Martin’s allegations of unconstitutional behavior are already a matter of public record, said Stern. But it’s what he did after receiving notice of the complaint that sets Martin’s arrogance apart from all others. Upon receiving the initial complaint, Stern said Martin “launched a pressure campaign against the D.C. Court of Appeals … to suspend the lead investigator on his case.”

This, it turns out, was a much more egregious violation of court process than what the D.C. bar was initially investigating him for. The initial complaint was all about Martin’s harassment of Georgetown University Law Center, when he sent a letter to then-Dean William Treanor warning the school to remove all traces of DEI or the Trump administration would not hire Georgetown Law grads. He even threatened that the school might lose federal funding.
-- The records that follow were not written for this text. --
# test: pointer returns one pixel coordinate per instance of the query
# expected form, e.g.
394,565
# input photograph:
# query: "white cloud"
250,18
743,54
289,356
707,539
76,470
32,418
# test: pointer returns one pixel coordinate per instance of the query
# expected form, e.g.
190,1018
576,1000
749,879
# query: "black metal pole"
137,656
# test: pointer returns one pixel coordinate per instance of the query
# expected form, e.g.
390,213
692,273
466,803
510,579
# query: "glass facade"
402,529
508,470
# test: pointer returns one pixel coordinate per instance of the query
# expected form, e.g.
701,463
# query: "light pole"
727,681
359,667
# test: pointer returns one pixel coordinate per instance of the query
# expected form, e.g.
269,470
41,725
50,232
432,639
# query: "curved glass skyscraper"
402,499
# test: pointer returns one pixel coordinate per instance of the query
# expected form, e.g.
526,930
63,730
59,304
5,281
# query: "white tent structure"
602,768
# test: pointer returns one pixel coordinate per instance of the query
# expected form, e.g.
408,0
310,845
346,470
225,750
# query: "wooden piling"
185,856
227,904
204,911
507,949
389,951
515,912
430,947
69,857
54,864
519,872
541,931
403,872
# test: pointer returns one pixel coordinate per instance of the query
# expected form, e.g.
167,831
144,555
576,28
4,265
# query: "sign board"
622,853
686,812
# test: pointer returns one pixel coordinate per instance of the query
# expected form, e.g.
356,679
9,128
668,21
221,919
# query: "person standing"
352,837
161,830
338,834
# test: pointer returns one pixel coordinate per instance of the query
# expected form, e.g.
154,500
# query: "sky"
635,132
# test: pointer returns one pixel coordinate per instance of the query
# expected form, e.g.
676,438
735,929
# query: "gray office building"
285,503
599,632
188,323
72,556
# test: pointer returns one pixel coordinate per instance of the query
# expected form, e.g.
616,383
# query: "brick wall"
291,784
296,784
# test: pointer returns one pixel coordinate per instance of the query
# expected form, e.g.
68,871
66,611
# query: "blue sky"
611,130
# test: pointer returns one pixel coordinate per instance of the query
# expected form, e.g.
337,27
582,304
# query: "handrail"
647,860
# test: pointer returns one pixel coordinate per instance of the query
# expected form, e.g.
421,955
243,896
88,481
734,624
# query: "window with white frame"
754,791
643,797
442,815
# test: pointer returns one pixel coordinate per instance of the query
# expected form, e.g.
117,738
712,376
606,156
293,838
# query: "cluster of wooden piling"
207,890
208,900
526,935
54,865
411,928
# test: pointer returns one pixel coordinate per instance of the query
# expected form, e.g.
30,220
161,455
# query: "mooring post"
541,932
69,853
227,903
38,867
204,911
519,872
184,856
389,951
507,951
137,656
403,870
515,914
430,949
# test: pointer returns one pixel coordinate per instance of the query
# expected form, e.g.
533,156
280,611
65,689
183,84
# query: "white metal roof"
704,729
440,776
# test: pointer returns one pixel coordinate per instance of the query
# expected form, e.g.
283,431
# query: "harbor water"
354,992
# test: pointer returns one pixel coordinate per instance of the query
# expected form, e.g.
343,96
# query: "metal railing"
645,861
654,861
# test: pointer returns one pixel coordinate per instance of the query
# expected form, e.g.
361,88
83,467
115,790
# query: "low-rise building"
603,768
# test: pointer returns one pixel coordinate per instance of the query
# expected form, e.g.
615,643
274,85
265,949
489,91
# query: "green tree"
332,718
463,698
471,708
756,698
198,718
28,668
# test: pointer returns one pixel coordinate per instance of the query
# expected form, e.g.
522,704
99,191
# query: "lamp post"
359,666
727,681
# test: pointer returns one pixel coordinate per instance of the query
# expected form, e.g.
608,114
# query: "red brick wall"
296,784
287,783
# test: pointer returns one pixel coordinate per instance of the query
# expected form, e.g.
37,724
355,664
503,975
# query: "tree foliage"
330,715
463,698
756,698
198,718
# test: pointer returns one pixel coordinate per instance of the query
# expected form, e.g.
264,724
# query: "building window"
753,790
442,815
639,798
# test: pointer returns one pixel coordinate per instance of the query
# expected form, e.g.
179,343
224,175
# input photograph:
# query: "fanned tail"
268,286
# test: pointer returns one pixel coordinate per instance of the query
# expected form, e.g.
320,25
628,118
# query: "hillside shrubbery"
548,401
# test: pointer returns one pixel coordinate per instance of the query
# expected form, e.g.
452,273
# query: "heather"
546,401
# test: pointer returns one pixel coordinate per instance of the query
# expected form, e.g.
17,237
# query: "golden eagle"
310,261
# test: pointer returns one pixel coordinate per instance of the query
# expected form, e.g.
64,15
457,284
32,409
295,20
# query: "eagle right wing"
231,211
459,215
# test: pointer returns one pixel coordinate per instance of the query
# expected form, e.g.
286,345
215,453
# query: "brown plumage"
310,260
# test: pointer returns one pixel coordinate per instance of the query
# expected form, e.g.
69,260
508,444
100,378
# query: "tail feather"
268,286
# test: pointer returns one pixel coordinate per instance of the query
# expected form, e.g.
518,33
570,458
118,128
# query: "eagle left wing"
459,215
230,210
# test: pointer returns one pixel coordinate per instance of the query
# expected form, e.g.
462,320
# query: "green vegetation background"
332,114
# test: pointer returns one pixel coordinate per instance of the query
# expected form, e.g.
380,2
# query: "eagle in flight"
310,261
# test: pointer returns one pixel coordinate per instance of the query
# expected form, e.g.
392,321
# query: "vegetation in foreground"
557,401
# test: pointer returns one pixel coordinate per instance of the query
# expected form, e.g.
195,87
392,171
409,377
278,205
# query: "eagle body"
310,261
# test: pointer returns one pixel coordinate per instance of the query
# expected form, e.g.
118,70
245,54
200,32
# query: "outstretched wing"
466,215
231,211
But while Martin’s letter was “absurd and malicious,” Stern said it might not constitute a violation of his oath. There was even a chance that the Board on Professional Responsibility or the D.C. Court of Appeals would agree.
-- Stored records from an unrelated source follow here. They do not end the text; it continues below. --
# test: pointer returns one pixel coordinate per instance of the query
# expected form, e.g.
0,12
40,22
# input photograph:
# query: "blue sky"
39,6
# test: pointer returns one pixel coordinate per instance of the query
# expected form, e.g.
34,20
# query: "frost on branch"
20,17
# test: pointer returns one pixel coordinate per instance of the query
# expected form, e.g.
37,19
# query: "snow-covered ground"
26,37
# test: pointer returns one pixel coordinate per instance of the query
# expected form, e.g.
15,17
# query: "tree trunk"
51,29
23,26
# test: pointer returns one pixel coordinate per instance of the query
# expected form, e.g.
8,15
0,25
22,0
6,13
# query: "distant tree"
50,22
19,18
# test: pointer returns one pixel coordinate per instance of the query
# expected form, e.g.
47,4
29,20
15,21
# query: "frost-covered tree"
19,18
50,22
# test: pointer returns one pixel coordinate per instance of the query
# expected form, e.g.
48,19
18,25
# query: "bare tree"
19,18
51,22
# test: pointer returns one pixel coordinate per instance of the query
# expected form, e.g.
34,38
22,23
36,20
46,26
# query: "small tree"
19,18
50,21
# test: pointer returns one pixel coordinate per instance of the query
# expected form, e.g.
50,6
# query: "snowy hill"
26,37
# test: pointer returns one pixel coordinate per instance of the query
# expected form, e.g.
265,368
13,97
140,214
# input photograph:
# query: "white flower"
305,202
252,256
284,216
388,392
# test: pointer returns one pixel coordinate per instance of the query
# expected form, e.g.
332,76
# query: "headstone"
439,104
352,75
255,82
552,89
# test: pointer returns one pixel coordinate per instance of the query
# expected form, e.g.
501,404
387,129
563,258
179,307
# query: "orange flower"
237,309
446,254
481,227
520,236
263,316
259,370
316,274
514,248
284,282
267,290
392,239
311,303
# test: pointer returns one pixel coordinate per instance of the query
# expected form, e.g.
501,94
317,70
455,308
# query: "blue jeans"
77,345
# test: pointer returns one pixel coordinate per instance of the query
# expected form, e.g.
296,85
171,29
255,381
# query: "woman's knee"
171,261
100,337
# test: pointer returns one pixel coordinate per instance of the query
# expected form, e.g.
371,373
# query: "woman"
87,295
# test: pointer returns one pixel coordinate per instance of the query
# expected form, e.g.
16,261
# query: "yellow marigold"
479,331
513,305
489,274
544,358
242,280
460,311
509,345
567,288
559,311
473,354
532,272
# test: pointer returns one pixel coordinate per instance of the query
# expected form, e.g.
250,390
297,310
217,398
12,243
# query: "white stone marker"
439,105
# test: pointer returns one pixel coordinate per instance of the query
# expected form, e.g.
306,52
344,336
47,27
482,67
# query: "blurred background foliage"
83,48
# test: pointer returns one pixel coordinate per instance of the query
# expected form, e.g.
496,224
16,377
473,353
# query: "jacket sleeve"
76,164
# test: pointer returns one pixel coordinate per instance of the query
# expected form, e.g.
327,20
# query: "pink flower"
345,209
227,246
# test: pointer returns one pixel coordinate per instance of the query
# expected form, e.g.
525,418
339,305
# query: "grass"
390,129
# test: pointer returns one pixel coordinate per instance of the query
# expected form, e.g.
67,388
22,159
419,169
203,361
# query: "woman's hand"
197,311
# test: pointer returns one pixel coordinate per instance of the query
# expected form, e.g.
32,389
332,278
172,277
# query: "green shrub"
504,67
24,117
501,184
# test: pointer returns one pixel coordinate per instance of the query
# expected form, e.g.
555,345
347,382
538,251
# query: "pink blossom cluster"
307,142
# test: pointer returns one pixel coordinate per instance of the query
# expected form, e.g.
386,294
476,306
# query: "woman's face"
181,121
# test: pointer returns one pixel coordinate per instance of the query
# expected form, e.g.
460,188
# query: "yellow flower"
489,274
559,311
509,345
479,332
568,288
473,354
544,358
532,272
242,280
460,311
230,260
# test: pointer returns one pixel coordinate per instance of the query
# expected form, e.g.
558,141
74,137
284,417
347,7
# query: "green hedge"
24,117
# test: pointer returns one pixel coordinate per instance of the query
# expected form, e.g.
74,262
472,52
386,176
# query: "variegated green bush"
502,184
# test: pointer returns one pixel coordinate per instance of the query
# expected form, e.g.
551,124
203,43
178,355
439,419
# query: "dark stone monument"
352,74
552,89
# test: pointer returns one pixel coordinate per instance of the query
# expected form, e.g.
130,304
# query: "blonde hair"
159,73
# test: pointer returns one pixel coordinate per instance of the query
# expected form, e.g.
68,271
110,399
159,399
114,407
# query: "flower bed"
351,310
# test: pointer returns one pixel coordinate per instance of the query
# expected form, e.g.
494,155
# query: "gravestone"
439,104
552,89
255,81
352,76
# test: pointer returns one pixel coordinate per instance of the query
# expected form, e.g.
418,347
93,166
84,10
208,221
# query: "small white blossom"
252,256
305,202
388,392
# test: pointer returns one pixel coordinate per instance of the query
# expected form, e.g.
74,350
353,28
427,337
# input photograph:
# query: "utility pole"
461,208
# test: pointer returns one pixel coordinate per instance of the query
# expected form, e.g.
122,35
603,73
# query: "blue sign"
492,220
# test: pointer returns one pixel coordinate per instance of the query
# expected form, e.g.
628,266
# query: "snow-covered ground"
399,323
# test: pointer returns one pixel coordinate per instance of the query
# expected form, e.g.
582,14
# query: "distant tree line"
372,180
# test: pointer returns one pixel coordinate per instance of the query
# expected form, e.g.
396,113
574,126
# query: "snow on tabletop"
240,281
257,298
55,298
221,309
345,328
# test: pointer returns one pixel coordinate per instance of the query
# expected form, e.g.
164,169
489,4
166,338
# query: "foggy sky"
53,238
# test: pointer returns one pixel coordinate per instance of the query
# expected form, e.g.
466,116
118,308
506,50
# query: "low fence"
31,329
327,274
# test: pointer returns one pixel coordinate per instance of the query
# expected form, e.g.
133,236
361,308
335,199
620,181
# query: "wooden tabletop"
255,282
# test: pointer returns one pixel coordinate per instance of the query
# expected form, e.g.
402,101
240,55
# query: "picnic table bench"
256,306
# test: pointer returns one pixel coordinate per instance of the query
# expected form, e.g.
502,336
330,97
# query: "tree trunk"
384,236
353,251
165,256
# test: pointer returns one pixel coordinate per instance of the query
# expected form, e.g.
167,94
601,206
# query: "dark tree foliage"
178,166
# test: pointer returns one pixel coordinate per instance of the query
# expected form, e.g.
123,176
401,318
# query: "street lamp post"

But instead of contesting the claim against him through the proper legal channels, Martin allegedly tried to quash the complaint by committing “a far more clear-cut ethical breach,” said Stern. “According to the charges, Martin refused to respond to the complaint, and instead wrote directly to the chief judge and senior judges of the D.C. Court of Appeals. In his letter, he requested a “face-to-face meeting with all of you to discuss this matter and find a way forward.”

The chief judge, Anna Blackburne-Rigsby, told Martin to go pound sand and follow standard procedure. But rather than take her advice, Martin reportedly told the disciplinary counsel that he was essentially “calling their manager” — and he copied Blackburne-Rigsby on the email.
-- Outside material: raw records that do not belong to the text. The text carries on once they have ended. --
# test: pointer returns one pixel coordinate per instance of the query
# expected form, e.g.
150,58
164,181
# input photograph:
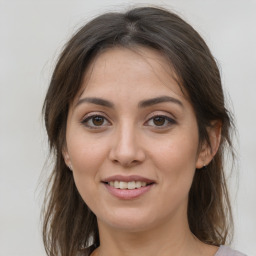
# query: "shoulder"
226,251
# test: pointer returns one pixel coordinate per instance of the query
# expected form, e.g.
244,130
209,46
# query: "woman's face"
132,141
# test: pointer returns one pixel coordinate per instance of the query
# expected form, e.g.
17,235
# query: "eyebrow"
97,101
157,100
142,104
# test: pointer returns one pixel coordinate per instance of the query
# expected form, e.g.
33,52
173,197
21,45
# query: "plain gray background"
32,34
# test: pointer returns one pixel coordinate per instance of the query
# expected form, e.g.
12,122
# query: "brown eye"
159,120
95,122
98,120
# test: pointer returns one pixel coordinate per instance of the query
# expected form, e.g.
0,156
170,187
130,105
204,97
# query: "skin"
129,139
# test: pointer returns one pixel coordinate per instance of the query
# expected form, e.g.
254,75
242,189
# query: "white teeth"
123,185
131,185
127,185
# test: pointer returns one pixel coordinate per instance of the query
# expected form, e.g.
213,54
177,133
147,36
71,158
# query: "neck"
167,239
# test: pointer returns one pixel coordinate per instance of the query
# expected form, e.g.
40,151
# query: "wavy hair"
69,226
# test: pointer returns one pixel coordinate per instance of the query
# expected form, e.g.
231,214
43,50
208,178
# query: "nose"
126,147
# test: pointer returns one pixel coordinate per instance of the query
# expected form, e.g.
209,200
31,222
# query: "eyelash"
167,121
88,119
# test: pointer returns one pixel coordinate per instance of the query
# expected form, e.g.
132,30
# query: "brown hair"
69,225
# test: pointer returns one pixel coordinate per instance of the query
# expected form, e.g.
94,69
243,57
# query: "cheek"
176,161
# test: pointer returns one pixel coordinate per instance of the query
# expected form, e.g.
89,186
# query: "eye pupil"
159,120
97,120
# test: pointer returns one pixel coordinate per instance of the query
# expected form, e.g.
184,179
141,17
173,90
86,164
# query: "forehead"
136,68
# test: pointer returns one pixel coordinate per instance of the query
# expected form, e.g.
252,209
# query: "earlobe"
66,157
208,151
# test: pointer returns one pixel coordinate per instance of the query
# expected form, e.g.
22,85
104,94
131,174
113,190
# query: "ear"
66,157
207,152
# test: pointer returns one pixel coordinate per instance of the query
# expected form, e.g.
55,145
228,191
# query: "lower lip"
127,194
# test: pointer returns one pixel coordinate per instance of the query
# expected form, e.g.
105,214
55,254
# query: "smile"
127,185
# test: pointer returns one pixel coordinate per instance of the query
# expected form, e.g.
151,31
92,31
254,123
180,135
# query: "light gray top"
226,251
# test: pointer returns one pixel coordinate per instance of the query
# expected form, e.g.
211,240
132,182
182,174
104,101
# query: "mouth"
128,187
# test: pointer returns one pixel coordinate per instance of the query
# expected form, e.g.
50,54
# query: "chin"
129,221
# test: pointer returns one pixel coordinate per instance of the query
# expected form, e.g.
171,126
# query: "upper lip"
127,178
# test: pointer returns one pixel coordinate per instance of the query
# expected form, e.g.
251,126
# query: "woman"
137,123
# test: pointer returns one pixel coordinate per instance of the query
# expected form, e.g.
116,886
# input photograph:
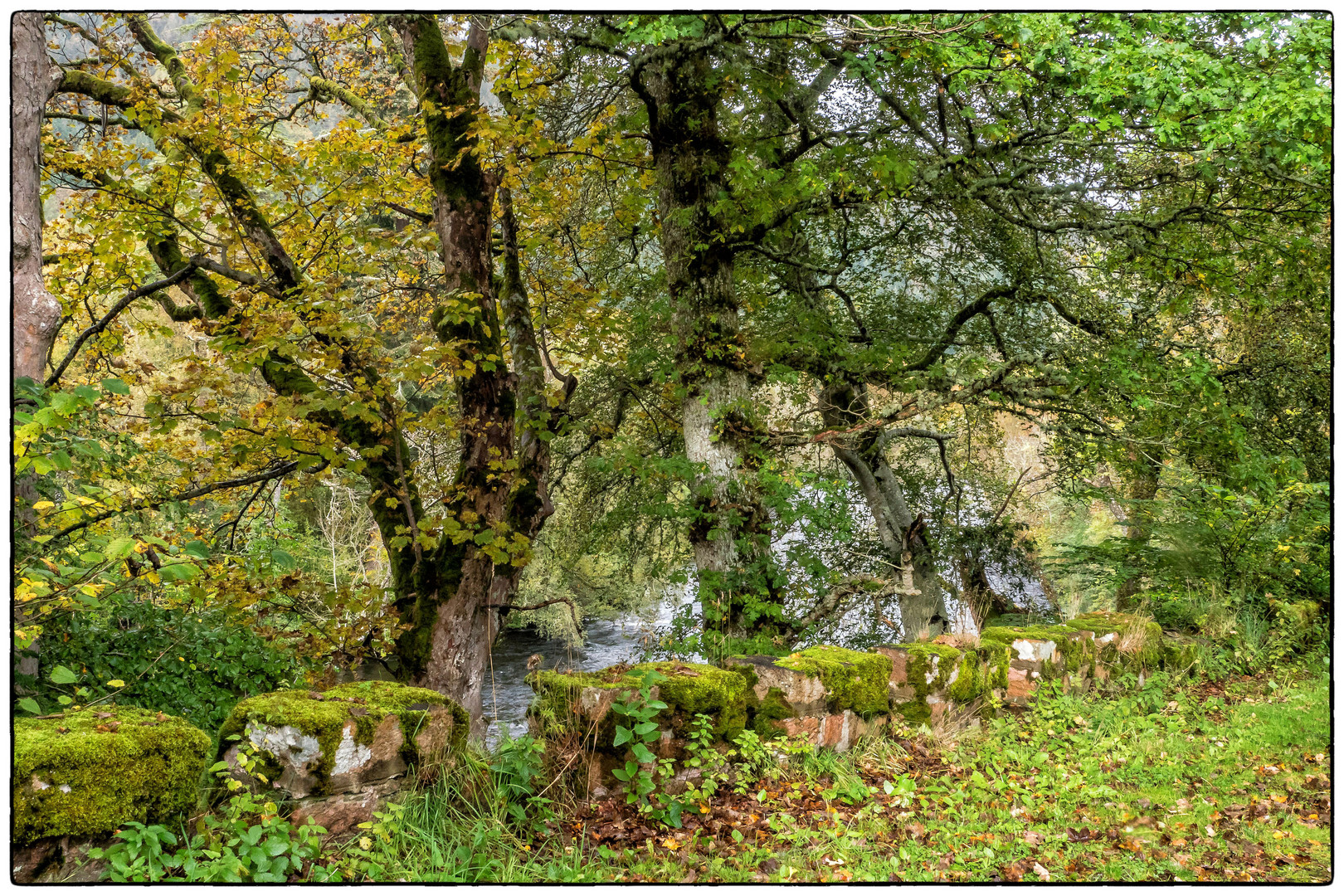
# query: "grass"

Furious, the disciplinary counsel demanded Martin turn over his letter to the judges. But rather than comply, he wrote to the chief judge again, insisting “that you not only suspend Mr. Fox immediately to investigate his conduct, but also to dismiss the case against me because of his prejudicial conduct.”

“Unfortunately for Martin, the D.C. Rules of Professional Conduct expressly forbid lawyers from communicating with a judge ‘unless authorized to do so by law or court order,’ which he was not,” said Stern. “There appears to be no serious dispute that Martin communicated with Blackburne-Rigsby ex parte not once, not twice, but three separate times, all in an effort to evade discipline against him.”

If proven, Stern said this behavior “is a textbook example of misconduct sanctionable by the bar. So, of course the D.C. bar’s disciplinary counsel charged Martin with violating that rule, as well as another prohibiting conduct that ‘seriously interferes with the administration of justice.’”

“The erstwhile interim U.S. attorney, then, is in a pickle of his own making,” said Stern. “Had he simply fought Fox’s complaint the right way, he may well have defeated the charges in short order. But because he allegedly tried to obstruct the investigation, he faces a separate set of charges on much firmer legal ground.”